Optionally, in the sub-step, the acquired user image data may be used as an input parameter, the input parameter is input into a pre-trained hair segmentation model, and then a relevant program code of the hair segmentation model is run, so that a hair segmentation result corresponding to the user image data is output at this time. Optionally, the output hair segmentation result may include, but is not limited to: contour information of the hair region, pixel information of each pixel point in the hair region, and the like.

And S1012, carrying out facial feature segmentation on the user image data by adopting a face key point detection algorithm to obtain a facial feature segmentation result.

The face key point detection may be to locate key region positions of the face of a specified face image (such as the user image data in this embodiment), including eyebrows, eyes, a nose, a mouth, a face contour, and the like. Optionally, in this step, the user image data may be used as an input parameter, and input into a related program code of the face key point detection algorithm, and then the program code is run, so that a face feature segmentation result corresponding to the user image data may be obtained. Optionally, the output facial feature segmentation result may include, but is not limited to: outline information of regions of five sense organs (such as eyebrows, eyes, nose, mouth, and face) of the face, pixel information of pixels in the regions of five sense organs, and the like.

When performing the hair segmentation and the facial feature segmentation on the user image data, two different methods may be respectively adopted to perform the operations of performing the hair segmentation and the facial feature segmentation on the image data as described in the above embodiments; the operations of hair segmentation and facial feature segmentation on the image data may also be performed by the same method, for example, a hair segmentation model and a facial feature segmentation module are trained in advance, and the image segmentation operations are performed by using a trained neural network model. The embodiments of the present disclosure are not limited thereto.
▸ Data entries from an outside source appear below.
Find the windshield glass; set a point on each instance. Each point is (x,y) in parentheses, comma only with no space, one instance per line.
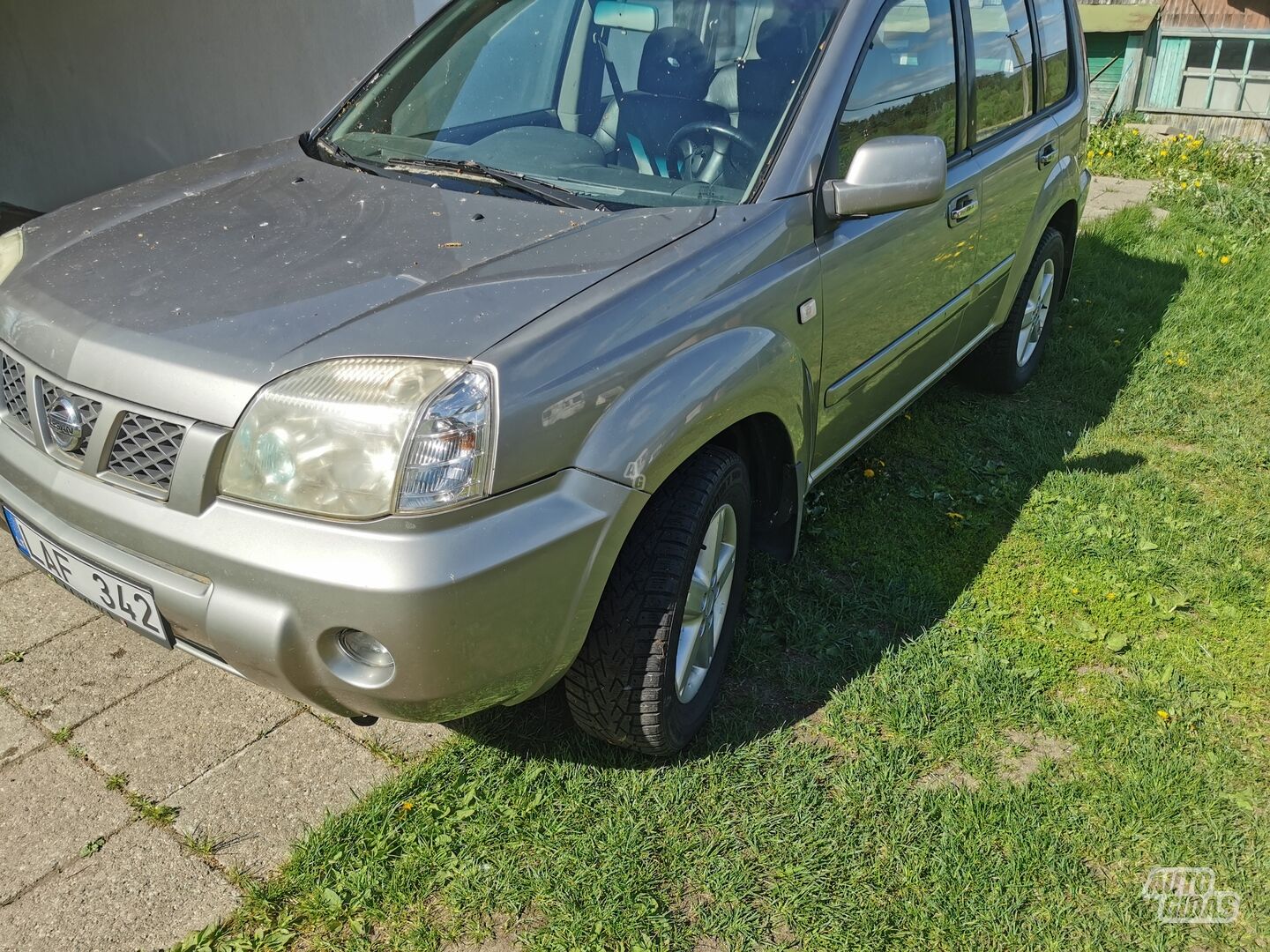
(621,103)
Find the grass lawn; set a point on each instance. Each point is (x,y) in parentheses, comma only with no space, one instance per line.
(1018,666)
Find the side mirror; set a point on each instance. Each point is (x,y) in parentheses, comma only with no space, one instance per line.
(891,175)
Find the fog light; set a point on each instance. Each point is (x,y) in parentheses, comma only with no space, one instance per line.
(365,649)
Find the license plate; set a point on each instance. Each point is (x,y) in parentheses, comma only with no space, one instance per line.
(123,600)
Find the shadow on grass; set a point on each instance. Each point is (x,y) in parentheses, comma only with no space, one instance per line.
(884,559)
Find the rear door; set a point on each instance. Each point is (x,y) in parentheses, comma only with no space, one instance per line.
(1013,143)
(894,285)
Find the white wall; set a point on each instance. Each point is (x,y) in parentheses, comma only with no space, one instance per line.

And S102, generating a closed head portrait outline according to the segmentation result.

The segmentation result in this step may include the hair segmentation result and the facial feature segmentation result obtained by the segmentation in S101. The avatar contour may be a contour composed of edges of each divided region in the division result.

Optionally, the hair segmentation result includes contour information of the hair region, and the facial feature segmentation result includes contour information of each facial feature region. However, due to the complexity of the background of the image data of the user, there may be a certain error when the image data is divided, and thus, after the contour information of the hair region and the contour information of each facial feature region are directly combined, the contour of the avatar may not be closed, for example, as shown in fig. 1C, an unclosed region exists between the hair contour and the facial contour, so the embodiment of the present disclosure may implement the generation of the closed avatar contour according to the analysis result by the following two possible implementation manners:

the first implementation mode is as follows: and extending the face contour in the face feature segmentation result upwards to intersect with the hair contour in the hair segmentation result to obtain a closed head image contour.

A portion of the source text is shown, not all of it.